Quando minha avó Alice se foi, depois das lamentações, resolvi, de súbito, engravidar.
Comecei a pensar como tudo era tão efêmero, especialmente a vida. Então, por que adiar mais um sonho, uma alegria de ter um filho nos braços?
Lembro-me, prontamente, de quando conversei com meu marido. Estávamos na sala, à noite, assistindo a novela e eu disse que havia pensado em tudo que tinha acontecido e, a partir de então, iria interromper o uso do anticoncepcional.
Meu marido não cabia em si de tanta felicidade. Ficou empolgadíssimo com a ideia.
No dia seguinte, conversei também com meus pais, que também ficaram muito felizes.
Minha expectativa era tamanha...
Um dia sem tomar o anticoncepcional e eu já me sentia grávida.
A partir da decisão de ter, finalmente, um filho, comecei a imaginar em todos os instantes um serzinho fofo em meus braços...O meu bebê!!
Comecei a sonhar em ser chamada de mãe.
Acontece que 'querer não é poder' (Xuxa sempre esteve errada...rs)
O tempo corria, e eu questionava os médicos...A ansiedade aumentava.
Nesse misto de angústia e questionamentos, coincidentemente, algumas pessoas me cobravam um filho. Sabe como é. Tudo contribui para aumentar a ansiedade e o sofrimento.
Os anos foram se passando e, como eu não tinha sucesso, este assunto começava a me incomodar profundamente.
Tentava ocupar minha mente ao máximo com trabalho. Dormia tarde, acordava muito cedo, trabalhava em três turnos, dando aulas, lidando com os filhos dos outros.
O fato é que eu queria o meu filho...não mais os dos outros.
Comecei a ficar neurótica e trocava de ginecologista como de roupa.
Os médicos pediam exames e nenhum problema aparecia. Meu marido fazia exames e estava tudo ótimo...
Ora bolas! Dentro de mim, nada mais estava ótimo...muito pelo contrário.
O engraçado é que nesse ínterim de questionamentos, muitas amigas, conhecidas ou até mesmo mulheres da família engravidaram e ligaram para dar a grande notícia.
Chegavam, simplesmente, e contavam: "Tenho uma novidade! Estou grávida!"
E eu fazia uma força tremenda para não berrar: "Pombas!! Novidade vai ser quando eu engravidar!!!"
Algumas ainda emendavam: "Mas, e você?? Quando vai se animar?"

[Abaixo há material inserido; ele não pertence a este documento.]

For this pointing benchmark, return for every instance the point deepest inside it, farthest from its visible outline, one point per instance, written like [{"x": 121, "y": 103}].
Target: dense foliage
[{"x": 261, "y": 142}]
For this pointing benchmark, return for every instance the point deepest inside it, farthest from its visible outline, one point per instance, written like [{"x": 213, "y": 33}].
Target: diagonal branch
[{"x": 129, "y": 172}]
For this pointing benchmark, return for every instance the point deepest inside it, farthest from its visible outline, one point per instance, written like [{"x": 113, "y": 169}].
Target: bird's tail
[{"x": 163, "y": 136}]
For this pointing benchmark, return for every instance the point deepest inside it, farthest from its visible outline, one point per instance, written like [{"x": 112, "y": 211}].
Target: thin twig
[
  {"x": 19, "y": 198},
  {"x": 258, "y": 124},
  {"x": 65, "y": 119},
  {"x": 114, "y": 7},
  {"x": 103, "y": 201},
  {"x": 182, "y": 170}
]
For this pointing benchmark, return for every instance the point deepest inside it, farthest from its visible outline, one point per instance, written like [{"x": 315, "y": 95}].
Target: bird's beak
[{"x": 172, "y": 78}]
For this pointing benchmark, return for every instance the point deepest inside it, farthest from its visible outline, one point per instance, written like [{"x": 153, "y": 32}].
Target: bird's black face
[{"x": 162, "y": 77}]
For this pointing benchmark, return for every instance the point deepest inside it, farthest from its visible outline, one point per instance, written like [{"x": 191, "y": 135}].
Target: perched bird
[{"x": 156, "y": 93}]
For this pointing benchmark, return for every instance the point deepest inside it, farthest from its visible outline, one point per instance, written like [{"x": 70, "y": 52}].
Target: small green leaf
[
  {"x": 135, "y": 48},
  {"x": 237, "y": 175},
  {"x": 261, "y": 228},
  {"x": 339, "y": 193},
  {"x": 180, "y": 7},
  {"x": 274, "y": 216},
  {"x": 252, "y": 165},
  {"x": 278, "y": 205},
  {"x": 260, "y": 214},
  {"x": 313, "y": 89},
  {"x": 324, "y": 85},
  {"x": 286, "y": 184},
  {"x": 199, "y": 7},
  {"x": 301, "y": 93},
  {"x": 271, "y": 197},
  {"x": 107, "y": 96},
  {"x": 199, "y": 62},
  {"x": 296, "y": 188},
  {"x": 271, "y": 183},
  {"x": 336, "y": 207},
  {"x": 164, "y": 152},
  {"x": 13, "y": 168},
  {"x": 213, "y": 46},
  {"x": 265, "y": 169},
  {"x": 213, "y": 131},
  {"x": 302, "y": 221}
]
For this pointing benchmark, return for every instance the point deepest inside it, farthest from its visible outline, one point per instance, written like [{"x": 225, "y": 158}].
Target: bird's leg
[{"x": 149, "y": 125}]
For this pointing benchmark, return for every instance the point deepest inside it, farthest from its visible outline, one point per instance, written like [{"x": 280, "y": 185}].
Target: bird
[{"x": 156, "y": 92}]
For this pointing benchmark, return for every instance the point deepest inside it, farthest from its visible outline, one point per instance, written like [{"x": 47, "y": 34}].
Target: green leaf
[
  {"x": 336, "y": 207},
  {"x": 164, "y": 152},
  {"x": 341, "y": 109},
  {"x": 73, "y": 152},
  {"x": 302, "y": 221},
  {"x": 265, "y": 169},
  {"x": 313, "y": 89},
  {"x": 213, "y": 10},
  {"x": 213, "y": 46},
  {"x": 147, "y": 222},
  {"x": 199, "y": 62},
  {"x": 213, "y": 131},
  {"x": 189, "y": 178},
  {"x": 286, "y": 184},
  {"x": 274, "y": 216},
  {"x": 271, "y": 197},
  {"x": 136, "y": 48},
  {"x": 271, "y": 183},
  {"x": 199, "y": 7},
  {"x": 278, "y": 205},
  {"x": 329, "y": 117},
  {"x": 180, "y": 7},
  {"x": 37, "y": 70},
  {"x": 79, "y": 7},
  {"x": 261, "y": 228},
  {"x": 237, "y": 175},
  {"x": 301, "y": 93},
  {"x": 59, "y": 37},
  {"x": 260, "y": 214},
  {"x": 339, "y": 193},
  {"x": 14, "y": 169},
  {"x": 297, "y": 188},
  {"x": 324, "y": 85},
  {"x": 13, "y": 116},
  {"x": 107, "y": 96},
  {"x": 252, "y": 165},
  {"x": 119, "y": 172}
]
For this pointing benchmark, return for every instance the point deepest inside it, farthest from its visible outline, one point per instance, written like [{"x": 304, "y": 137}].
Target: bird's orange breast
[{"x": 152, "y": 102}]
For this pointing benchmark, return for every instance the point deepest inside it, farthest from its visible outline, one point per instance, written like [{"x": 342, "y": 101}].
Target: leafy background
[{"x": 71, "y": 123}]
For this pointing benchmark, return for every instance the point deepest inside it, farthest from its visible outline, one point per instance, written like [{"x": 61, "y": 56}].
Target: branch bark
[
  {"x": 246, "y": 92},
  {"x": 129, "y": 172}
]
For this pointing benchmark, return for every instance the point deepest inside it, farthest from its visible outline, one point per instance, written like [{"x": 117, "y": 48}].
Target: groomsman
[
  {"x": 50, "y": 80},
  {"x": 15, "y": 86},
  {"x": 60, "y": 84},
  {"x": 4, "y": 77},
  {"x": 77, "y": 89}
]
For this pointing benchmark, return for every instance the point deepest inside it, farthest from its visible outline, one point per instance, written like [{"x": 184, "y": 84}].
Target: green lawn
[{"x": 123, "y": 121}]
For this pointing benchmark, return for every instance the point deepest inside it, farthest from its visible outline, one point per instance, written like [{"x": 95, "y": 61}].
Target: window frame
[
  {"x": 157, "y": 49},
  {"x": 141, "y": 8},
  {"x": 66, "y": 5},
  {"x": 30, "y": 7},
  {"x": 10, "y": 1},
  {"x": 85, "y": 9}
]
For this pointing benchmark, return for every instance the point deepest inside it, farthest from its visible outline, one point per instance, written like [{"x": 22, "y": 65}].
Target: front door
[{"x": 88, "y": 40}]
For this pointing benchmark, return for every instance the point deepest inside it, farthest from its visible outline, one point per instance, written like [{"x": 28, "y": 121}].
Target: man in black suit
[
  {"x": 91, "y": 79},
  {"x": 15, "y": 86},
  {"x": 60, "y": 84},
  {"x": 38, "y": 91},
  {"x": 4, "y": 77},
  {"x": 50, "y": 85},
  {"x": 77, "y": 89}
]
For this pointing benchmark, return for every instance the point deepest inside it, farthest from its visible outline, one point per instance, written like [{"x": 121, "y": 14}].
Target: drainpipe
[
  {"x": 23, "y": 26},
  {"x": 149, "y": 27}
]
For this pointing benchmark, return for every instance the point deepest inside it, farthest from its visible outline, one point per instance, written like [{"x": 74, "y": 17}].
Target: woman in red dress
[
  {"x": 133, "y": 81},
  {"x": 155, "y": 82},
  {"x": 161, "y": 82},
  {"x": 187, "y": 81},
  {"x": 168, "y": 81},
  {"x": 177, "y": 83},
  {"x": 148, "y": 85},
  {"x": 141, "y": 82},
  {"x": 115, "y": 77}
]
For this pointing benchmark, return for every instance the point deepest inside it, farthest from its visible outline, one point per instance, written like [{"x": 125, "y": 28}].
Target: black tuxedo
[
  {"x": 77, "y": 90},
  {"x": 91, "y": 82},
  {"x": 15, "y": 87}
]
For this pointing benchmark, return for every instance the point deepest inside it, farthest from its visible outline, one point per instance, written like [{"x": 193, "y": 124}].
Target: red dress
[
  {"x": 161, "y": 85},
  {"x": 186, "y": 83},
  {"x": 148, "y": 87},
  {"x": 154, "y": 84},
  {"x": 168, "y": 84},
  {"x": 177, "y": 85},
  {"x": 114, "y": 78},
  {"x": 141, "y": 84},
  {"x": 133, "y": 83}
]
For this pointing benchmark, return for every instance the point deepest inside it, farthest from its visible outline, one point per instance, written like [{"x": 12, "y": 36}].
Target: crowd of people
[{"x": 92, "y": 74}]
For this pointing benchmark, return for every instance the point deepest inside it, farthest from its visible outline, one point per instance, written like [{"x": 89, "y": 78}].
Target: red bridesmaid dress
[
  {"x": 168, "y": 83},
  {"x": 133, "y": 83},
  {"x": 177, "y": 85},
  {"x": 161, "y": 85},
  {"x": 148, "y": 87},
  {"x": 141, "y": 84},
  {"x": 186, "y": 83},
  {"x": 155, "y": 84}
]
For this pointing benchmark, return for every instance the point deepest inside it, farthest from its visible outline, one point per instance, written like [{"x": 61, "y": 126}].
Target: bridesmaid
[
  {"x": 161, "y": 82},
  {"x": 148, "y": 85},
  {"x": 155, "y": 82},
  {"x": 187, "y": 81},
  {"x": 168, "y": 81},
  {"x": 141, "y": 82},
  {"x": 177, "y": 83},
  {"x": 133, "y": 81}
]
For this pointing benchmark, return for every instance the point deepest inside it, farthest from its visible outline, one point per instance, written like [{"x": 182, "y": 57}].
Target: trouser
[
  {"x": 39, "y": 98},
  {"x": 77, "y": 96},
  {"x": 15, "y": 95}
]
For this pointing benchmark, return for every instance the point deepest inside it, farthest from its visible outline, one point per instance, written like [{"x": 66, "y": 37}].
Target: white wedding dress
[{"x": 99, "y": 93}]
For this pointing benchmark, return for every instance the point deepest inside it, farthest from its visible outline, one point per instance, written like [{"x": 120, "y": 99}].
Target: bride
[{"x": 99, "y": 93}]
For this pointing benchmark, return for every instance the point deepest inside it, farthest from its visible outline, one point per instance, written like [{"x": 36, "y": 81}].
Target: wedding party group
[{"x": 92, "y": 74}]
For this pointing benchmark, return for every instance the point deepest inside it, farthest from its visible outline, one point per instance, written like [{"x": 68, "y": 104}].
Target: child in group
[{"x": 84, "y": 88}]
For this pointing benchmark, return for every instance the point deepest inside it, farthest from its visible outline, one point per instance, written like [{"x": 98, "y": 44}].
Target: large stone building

Eu não ficava com raiva das pessoas em si, mas da situação pela qual eu passava...pelo constrangimento das cobranças, entende?
Eu não tinha inveja das mulheres que conseguiam, mas eu também queria receber essa dádiva e não conseguia.
Meu marido já estava meio perturbado com a situação. Sempre foi muito bom comigo, nunca me cobrou nada, mas eu sabia que lá no fundo de seu coração, ele sentia um imenso vazio por ainda não ser pai.
Uma vez chegou a me dizer que havia conversado com família dele para que não houvesse mais 'cobranças' por um filho... Fiquei péssima.
É muito ruim, você não ver uma luz no fim do túnel e as pessoas ainda ficarem espezinhando.
Só de perguntarem, eu já achava que era perseguição, que era proposital para que eu sofresse.
Bom, passaram-se mais de cinco anos, e todos já estavam se acostumando com a ideia de eu não ter engravidado. (Menos eu, apesar de fazer com que tudo parecesse natural)
Oito anos de casada e sem filhos. Momentos felizes com o maridão, mas, às vezes, batia aquela tristeza.
A comemoração do 'Dia das mães' de todos os anos passou a ser terrível.
Sempre a mesma coisa - Eu ia à casa de minha mãe, fazia os cumprimentos... ficávamos felizes por alguns instantes e eu voltava para minha casa já com um buraco no peito.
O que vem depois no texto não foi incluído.